Zimbabwean president Robert Mugabe is tightening his grip on the country's institutions of higher learning by scrapping elections to choose student leaders. The Zimbabwe National Students Union, Zinasu, said authorities at Harare Polytechnic had done away with student representative council elections and imposed people they could manipulate.

President of the Zimbabwe National Students Union, Zinasu, Clever Bere, also claimed that Bulawayo Polytechnic authorities had also stage-managed the selection of an SRC of their liking - a development that prompted students to pass a vote of no confidence in the leadership of that student union.

"There is a deliberate attempt by the state, through college authorities, to appoint SRCs on a patronage basis, in the process incapacitating or weakening them," said Bere, adding that colleges were now making it impossible for SRCs to collect subscriptions from campuses.

"This process deprives students of the right to elect leaders of their choice. This does nor resonate well with the concept of academic freedom. The idea is that when you cannot elect, you cannot mobile students on issues affecting them," Bere argued.

Many political and civil society figures who oppose Mugabe's government are former student leaders, and students have been at the forefront of opposition to his regime. Earlier this year Zinasu, the country's largest student union, backed Mugabe's arch rival, Movement for Democratic Change leader Morgan Tsvangirai, in presidential elections. Moves against student leaders have long been part of the government's strategy to clamp down on critics.

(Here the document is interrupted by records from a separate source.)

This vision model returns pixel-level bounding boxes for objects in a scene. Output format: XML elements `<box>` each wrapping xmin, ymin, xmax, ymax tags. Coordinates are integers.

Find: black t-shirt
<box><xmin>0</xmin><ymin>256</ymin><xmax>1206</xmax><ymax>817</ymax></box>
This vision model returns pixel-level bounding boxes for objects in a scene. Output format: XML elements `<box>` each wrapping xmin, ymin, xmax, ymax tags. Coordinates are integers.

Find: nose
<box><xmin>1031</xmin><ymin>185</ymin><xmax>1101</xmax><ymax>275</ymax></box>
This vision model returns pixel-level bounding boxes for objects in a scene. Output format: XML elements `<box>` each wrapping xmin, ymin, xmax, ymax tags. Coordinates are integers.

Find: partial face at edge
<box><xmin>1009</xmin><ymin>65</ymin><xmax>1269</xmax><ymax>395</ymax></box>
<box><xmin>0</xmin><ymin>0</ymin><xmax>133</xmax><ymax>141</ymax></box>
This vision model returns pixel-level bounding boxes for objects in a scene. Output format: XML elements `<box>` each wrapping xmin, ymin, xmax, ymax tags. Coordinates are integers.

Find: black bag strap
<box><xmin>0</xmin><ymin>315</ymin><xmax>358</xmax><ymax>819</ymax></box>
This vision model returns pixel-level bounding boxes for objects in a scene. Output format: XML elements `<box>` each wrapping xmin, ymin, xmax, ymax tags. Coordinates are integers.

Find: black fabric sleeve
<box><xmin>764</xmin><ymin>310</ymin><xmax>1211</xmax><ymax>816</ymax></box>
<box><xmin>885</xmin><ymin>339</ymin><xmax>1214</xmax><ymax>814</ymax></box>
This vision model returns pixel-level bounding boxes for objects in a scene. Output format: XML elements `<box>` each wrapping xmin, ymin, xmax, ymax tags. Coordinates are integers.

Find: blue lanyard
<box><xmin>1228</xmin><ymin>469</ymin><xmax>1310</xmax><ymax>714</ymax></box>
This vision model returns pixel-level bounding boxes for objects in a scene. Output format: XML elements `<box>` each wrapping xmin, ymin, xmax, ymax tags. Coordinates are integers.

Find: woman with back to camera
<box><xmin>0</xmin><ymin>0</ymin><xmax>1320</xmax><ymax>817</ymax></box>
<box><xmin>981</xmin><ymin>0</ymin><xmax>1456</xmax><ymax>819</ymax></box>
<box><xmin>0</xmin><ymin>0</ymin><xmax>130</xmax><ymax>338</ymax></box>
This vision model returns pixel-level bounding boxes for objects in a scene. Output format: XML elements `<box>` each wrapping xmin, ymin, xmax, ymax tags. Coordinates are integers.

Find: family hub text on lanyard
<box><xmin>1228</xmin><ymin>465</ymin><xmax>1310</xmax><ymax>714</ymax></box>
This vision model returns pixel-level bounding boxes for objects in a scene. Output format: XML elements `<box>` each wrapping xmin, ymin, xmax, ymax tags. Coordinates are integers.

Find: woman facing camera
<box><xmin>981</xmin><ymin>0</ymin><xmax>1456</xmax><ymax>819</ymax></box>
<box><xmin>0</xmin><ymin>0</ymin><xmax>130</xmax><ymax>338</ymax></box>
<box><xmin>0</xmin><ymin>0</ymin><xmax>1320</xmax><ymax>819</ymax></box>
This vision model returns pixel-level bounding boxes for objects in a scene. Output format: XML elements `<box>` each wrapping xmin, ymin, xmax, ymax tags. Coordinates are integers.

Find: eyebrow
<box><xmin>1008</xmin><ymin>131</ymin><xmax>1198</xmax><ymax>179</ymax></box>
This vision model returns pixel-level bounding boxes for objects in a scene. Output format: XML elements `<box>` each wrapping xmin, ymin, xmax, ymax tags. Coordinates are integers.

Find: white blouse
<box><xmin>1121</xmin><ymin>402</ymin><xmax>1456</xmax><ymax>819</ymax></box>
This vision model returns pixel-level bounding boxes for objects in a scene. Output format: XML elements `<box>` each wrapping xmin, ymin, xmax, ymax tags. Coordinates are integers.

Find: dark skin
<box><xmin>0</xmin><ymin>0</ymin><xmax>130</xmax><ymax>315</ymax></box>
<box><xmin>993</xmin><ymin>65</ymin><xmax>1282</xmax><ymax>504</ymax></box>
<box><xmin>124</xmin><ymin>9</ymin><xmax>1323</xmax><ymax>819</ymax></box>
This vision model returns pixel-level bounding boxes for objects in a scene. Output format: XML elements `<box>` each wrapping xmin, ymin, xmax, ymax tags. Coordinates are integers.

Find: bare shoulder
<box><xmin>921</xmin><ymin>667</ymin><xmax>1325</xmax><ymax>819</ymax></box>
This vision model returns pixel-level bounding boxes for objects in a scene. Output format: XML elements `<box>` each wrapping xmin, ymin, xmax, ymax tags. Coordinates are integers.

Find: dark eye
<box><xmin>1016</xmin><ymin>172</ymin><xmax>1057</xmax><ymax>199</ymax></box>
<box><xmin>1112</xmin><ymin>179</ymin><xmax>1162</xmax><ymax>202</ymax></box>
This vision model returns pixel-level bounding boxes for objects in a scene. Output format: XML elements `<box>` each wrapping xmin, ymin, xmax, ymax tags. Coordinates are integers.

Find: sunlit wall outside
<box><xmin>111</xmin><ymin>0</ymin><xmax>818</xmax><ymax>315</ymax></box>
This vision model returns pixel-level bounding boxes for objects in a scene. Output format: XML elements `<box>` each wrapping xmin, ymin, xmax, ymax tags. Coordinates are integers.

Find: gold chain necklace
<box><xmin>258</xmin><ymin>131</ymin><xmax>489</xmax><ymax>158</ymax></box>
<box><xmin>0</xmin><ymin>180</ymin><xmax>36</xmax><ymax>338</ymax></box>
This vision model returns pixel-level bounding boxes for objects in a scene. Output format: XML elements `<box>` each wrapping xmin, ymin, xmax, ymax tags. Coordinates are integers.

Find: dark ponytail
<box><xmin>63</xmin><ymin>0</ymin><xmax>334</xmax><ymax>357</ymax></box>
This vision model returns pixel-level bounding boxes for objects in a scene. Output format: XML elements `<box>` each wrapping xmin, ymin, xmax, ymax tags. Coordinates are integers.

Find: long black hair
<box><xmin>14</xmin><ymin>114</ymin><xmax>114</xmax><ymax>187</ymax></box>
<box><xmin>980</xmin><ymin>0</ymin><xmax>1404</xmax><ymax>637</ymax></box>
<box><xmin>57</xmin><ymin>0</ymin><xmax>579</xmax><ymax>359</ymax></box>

The last president at the Harare Polytechnic, Steven Matenga, had his room sprayed with acid. He took the matter to court and the assailants were convicted. "I think that was an assassination attempt. They thought he was in his room," Bere told University World News.

Political analyst Eldred Masunungure said Mugabe's imposition of student leaders was no surprise, considering the rigging and use of violence that has characterised national elections as the ageing ruler has clung to power he gained 28 years ago on independence from Britain.